Evil is surprisingly commonplace. A family friend of James Rennie, convicted this week of running one of Scotland’s largest paedophile rings, said she had no qualms about using him as a baby-sitter because, ‘he seemed just like a regular guy’. Similarly, singer Kathryn Jenkins recounted in an interview her experience of being attacked as a student. The most memorable, and chilling, thing, she said, was that she was able to look straight at her attacker and her overriding thought was that ‘he looked just like anyone else’.

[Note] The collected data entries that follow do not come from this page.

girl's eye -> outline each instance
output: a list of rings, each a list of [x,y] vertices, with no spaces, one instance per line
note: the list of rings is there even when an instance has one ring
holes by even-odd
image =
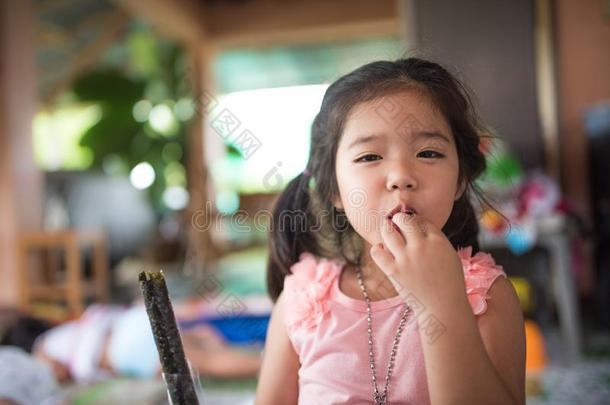
[[[423,152],[419,152],[417,154],[418,157],[423,157],[426,159],[434,159],[434,158],[442,158],[443,154],[435,152],[433,150],[425,150]]]
[[[381,156],[369,153],[367,155],[360,156],[358,159],[355,160],[355,162],[374,162],[375,160],[379,159],[381,159]]]

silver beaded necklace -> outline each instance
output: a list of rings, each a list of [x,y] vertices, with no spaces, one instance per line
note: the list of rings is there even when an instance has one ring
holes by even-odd
[[[364,295],[364,300],[366,301],[366,321],[367,321],[367,332],[368,332],[368,341],[369,341],[369,360],[371,363],[371,373],[373,379],[373,400],[375,401],[375,405],[386,405],[388,403],[388,386],[390,384],[390,377],[392,376],[392,370],[394,369],[394,360],[396,358],[396,350],[398,348],[398,342],[400,341],[400,335],[402,334],[402,330],[405,327],[405,322],[407,321],[407,315],[411,311],[411,308],[407,306],[405,312],[402,314],[400,318],[400,323],[398,324],[398,331],[396,332],[396,336],[394,337],[394,343],[392,344],[392,351],[390,352],[390,361],[388,362],[388,371],[385,376],[385,387],[383,388],[383,392],[379,392],[379,387],[377,387],[377,371],[375,369],[375,353],[373,352],[373,329],[372,329],[372,319],[371,319],[371,299],[369,298],[369,294],[366,291],[366,287],[364,286],[364,282],[362,281],[362,271],[358,268],[357,272],[358,283],[360,284],[360,289],[362,290],[362,294]],[[407,304],[405,304],[407,305]]]

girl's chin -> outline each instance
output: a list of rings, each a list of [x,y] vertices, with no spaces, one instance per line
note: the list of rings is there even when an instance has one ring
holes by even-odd
[[[364,239],[364,248],[368,252],[373,246],[383,243],[381,237]]]

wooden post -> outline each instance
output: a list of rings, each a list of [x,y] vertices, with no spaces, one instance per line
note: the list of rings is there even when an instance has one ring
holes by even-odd
[[[18,234],[42,224],[43,177],[32,153],[33,32],[32,2],[0,2],[0,305],[19,301]]]

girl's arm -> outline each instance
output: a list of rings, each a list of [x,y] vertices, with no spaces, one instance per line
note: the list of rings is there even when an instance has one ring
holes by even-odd
[[[436,300],[419,319],[433,404],[525,404],[519,301],[504,277],[492,284],[489,295],[486,312],[476,319],[465,296]]]
[[[299,358],[288,339],[280,294],[271,312],[255,405],[290,405],[298,400]]]
[[[475,319],[463,263],[441,229],[398,213],[372,258],[416,312],[434,405],[525,404],[525,328],[517,294],[496,278]],[[413,303],[417,305],[413,305]]]

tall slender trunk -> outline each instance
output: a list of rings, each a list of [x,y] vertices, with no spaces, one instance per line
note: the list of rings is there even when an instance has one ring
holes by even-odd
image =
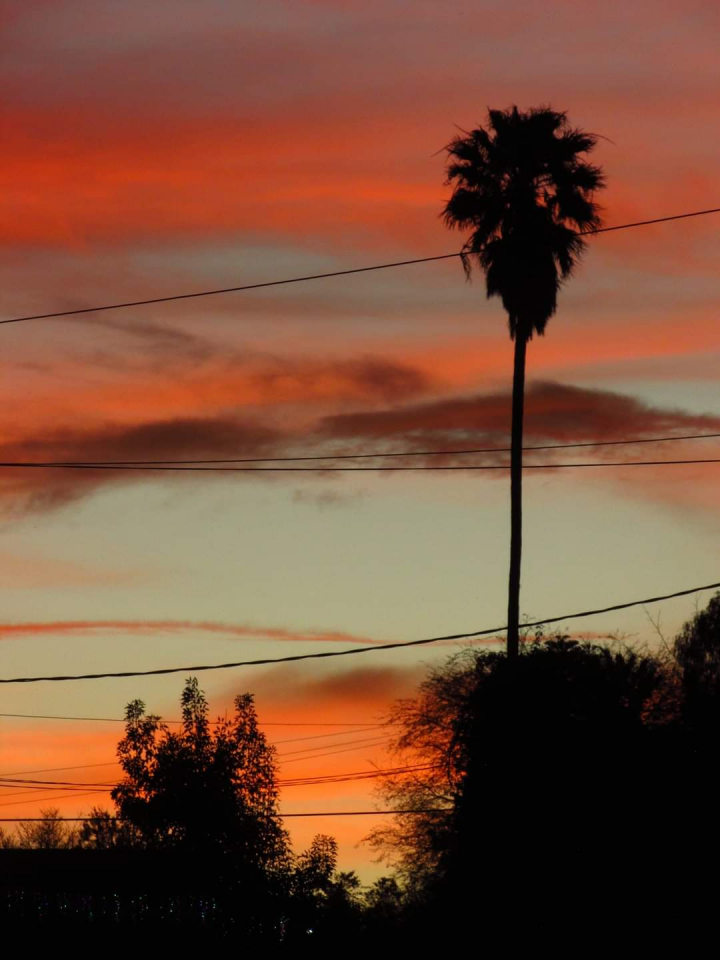
[[[515,334],[513,367],[512,432],[510,441],[510,579],[508,584],[507,656],[519,653],[520,559],[522,555],[522,445],[525,407],[525,353],[527,337]]]

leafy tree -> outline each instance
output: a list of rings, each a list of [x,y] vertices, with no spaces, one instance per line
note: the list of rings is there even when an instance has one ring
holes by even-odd
[[[313,837],[307,850],[295,862],[295,887],[304,894],[325,894],[337,866],[337,841],[327,834]]]
[[[67,850],[77,842],[77,833],[55,807],[40,811],[41,820],[22,821],[17,826],[17,846],[22,850]]]
[[[687,722],[696,733],[716,738],[720,730],[720,593],[683,626],[673,653]]]
[[[126,709],[118,758],[125,778],[112,792],[120,817],[150,848],[232,855],[263,871],[288,856],[278,810],[275,750],[260,732],[250,694],[235,698],[232,718],[208,721],[193,677],[172,732],[134,700]]]
[[[474,663],[475,653],[467,650],[431,668],[418,695],[398,700],[388,717],[398,765],[416,769],[383,780],[383,803],[406,812],[368,840],[398,869],[410,890],[422,888],[436,875],[448,843],[448,811],[462,776],[455,728],[473,689]]]
[[[421,940],[477,923],[501,940],[520,902],[528,936],[558,911],[569,930],[605,885],[630,895],[665,830],[668,756],[677,769],[665,689],[652,656],[559,637],[515,662],[463,651],[400,702],[396,748],[429,769],[385,783],[383,801],[408,814],[372,839],[409,881]]]
[[[581,159],[596,142],[593,134],[570,127],[565,113],[512,107],[490,110],[487,128],[455,137],[447,147],[447,183],[454,191],[445,222],[472,230],[462,249],[466,273],[474,257],[485,272],[488,297],[502,300],[515,341],[507,638],[512,658],[519,644],[526,348],[534,333],[544,333],[560,285],[584,250],[578,231],[600,225],[592,197],[604,179]]]
[[[672,645],[678,687],[676,762],[664,789],[673,820],[682,825],[685,851],[701,851],[704,863],[720,858],[717,757],[720,744],[720,594],[684,624]],[[694,864],[681,864],[693,876]],[[697,872],[695,870],[695,872]],[[688,896],[690,886],[688,884]],[[705,891],[696,891],[696,898]]]
[[[17,846],[17,837],[0,827],[0,850],[13,850]]]
[[[143,842],[131,823],[119,820],[109,810],[93,807],[80,827],[77,845],[84,850],[116,850],[141,847]]]
[[[289,943],[312,936],[320,944],[339,944],[360,930],[360,881],[354,872],[337,870],[337,841],[317,834],[309,848],[295,859]]]
[[[402,910],[404,893],[395,877],[378,877],[364,894],[366,908],[385,922],[397,919]]]

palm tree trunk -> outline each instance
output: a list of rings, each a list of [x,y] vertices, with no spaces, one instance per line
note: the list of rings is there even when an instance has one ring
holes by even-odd
[[[520,625],[520,558],[522,555],[522,445],[525,406],[525,353],[527,337],[515,334],[512,432],[510,439],[510,579],[508,584],[507,656],[517,658]]]

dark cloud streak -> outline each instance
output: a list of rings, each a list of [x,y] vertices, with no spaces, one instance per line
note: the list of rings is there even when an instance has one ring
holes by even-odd
[[[357,390],[365,409],[326,416],[310,428],[276,426],[281,423],[282,401],[260,417],[240,416],[177,417],[144,420],[130,425],[107,424],[86,429],[56,430],[44,436],[30,436],[0,445],[0,459],[6,461],[105,462],[112,460],[192,460],[242,457],[282,457],[322,453],[371,453],[398,450],[442,449],[452,451],[468,446],[499,446],[508,443],[510,394],[440,398],[423,403],[373,409],[370,405],[400,399],[421,391],[427,381],[411,368],[378,362],[373,358],[344,362],[335,367],[320,365],[332,379],[335,396],[345,389]],[[316,367],[316,369],[320,369]],[[260,392],[272,396],[302,393],[314,380],[313,364],[268,364],[257,376],[263,380]],[[246,381],[247,382],[247,381]],[[288,386],[289,385],[289,386]],[[331,391],[332,395],[332,391]],[[286,402],[290,402],[286,398]],[[357,399],[356,399],[357,402]],[[528,444],[574,443],[593,440],[620,440],[673,433],[703,433],[720,430],[720,417],[661,409],[632,396],[587,387],[538,383],[527,392],[526,431]],[[332,445],[330,445],[332,444]],[[632,447],[624,448],[632,459]],[[615,458],[611,448],[594,454]],[[549,459],[548,453],[543,459]],[[474,463],[504,463],[504,453],[475,457]],[[398,461],[393,461],[393,463]],[[468,464],[465,457],[413,459],[413,465]],[[221,475],[222,476],[222,475]],[[249,474],[233,475],[249,479]],[[287,475],[296,480],[294,474]],[[265,481],[279,481],[281,474],[263,474]],[[158,478],[151,473],[118,471],[76,471],[7,469],[0,472],[0,498],[8,512],[38,512],[63,506],[101,487],[147,482]],[[217,475],[213,475],[215,480]],[[187,478],[186,478],[187,479]],[[190,475],[192,479],[192,475]],[[195,476],[195,479],[196,476]],[[177,482],[176,475],[173,480]],[[208,478],[204,477],[203,482]],[[165,476],[162,482],[169,482]],[[297,497],[297,494],[296,494]]]
[[[102,462],[270,456],[284,440],[281,432],[259,423],[229,417],[177,418],[57,431],[1,445],[0,459]],[[5,495],[12,512],[42,512],[71,503],[100,487],[125,485],[141,478],[147,480],[148,475],[7,469],[0,472],[0,496]]]
[[[373,442],[382,449],[505,446],[509,443],[509,392],[454,397],[392,410],[325,417],[318,436]],[[720,417],[660,409],[635,397],[559,383],[537,383],[526,393],[527,443],[621,440],[674,432],[717,431]],[[462,462],[462,461],[458,461]]]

John Eldredge, in his little booklet ‘Epic’, speaks about how surprising it is that so many people live the story of their lives as if we have no enemies, while all the evidence around us suggests the world is a difficult and dangerous place:
“I am staggered by the level of naïveté that most people live with regarding evil. They don’t take it seriously. They don’t live as though the Story has a Villain. Not the devil prancing around in red tights, carrying a pitchfork, but the incarnation of the very worst of every enemy you’ve ever met in every other story. Dear God – the Holocaust, child prostitution, terrorist bombings, genocidal governments. What is it going to take for us to take evil seriously? Life is very confusing if you do not take into account that there is a Villain…”
He says this not to make us paranoid or anxious, but to enable us to resist the temptation to think that evil is invariably ‘other’, special and distinct, easily and obviously recognisable from the norm. It’s not, it’s everywhere, even in the heart of each one of us. It just rarely wears silly hats.